Recent results indicate that low-dose computed tomography (LD-CT) screening reduces lung cancer mortality in high risk subjects. However, high false positive rates, costs and potential harm highlight the need for complementary biomarkers. Led by Dr Ugo Pastorino, a group of researchers from Fondazione IRCCS Istituto Nazionale dei Tumori, Milan, Italy, retrospectively evaluated a non-invasive plasma miRNA signature classifier in prospectively collected samples from smokers within the randomised Multicentre Italian Lung Detection (MILD) trial. Their findings indicate that microRNA signature classifier has predictive, diagnostic and prognostic value and its combined use with LD-CT may improve screening performance. The results were presented in a proffered papers session at the 4th European Lung Cancer Conference (26-29 March 2014, Geneva, Switzerland).
miRNAs are tissue- and disease-specific molecules, actively released by cells in the circulatory system. Circulating miRNAs are rather stable and easily detectable in body fluids suggesting the possibility for potential use as a new promising class of biomarkers.
The study authors have previously reported in the Proceedings of the National Academy of Sciences journal that miRNA profiling in plasma samples of disease-free smokers enrolled in two independent spiral-CT screening trials, resulted in the generation of miRNA signatures with strong predictive, diagnostic, and prognostic potential.
miRNA profiling in plasma
In the current study, the diagnostic performance of a non-invasive plasma miRNA signature classifier was retrospectively evaluated in samples prospectively collected from smokers included in the MILD trial. There were a total of 939 subjects included in the trial, from those 69 patients with lung cancer and 870 disease-free individuals. The LD-CT arm comprised 652 subjects and there were 287 subjects in the observation arm.
Plasma samples were analysed by PCR-based assay. Diagnostic performance of miRNA signature classifier was evaluated in a blinded validation study using pre-specified risk groups.
The diagnostic performance of miRNA signature classifier for lung cancer detection was 87% for sensitivity and 81% for specificity across both arms, and 88% and 80% respectively in the LD-CT arm.
For all subjects, miRNA signature classifier had a negative predictive value of 99% and 99.86% for detection and death-by-disease respectively. LD-CT had sensitivity of 79% and specificity of 81% with a false positive rate of 19.4%.
Diagnostic performance of miRNA signature classifier was confirmed by time dependency analysis.
Combination of both miRNA signature classifier and LD-CT resulted in a five-fold reduction of LD-CT false positive rate to 3.7%. miRNA signature classifier risk groups were significantly associated with survival (p < 0.0001).
The authors concluded that their large validation study indicates predictive, diagnostic and prognostic value of miRNA signature classifier. It could reduce the false positive rate of LD-CT and improve the efficacy of lung cancer screening by detecting for up a tumour up to two years before it can be found by an LD-CT scan. It determines the likelihood of a patient developing lung cancer with 87% sensitivity 81% specificity and identifies high-risk patients, revealing both the presence and aggressiveness of the disease, and those at risk of developing it.
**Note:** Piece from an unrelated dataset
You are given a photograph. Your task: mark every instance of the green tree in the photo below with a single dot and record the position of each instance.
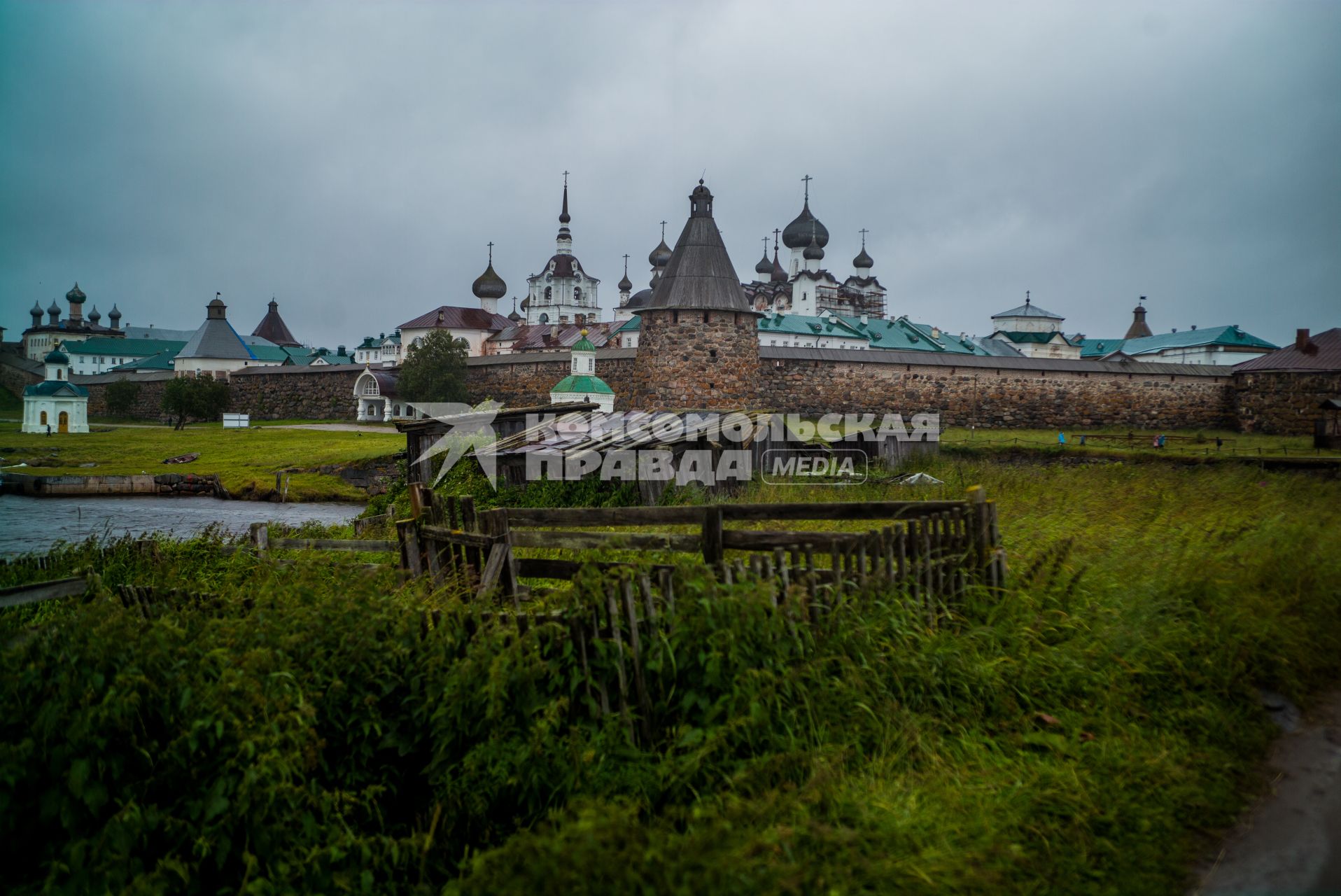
(435, 369)
(195, 398)
(122, 396)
Furthermore, the false positive rate of only 4% (when used together with LD-CT) compares favourably with 96,4% in LD-CT scans alone.
Dr Johan Vansteenkiste, who discussed the study results, said that NLST trial brought level I evidence from three annual rounds of low-dose CT screening in current or former smokers, 55-74 years old individuals with 30 pack/year history and showed a 20% decrease in lung cancer-specific mortality, but it requires screening 320 subjects to prevent one lung cancer death.
According to Dr Vansteenkiste, opportunities from miRNA screening are modelling and testing with more refined imaging features (in term of 2D techniques regarding shape, margins, density of nodule and in term of 3D techniques regarding growth pattern of nodule), validation in other cohorts, and prospective demonstration of lower false positive findings, decrease in numbers needed to screen, and further lung cancer mortality reduction.
The authors published their findings online on 13 January 2014 in the Journal of Clinical Oncology.
Abstract 24O: Clinical utility of a plasma-based microRNA signature classifier within computed tomography lung cancer screening.
All authors have declared no conflicts of interest.
The European Lung Cancer Conference (ELCC) is organised by the European Society for Medical Oncology (ESMO) and the International Association for the Study of Lung Cancer (IASLC). During the four-day programme, attendees benefit from educational and scientific updates provided by thoracic oncology specialists on different multidisciplinary topics important for research and clinical practice in the field of lung cancer.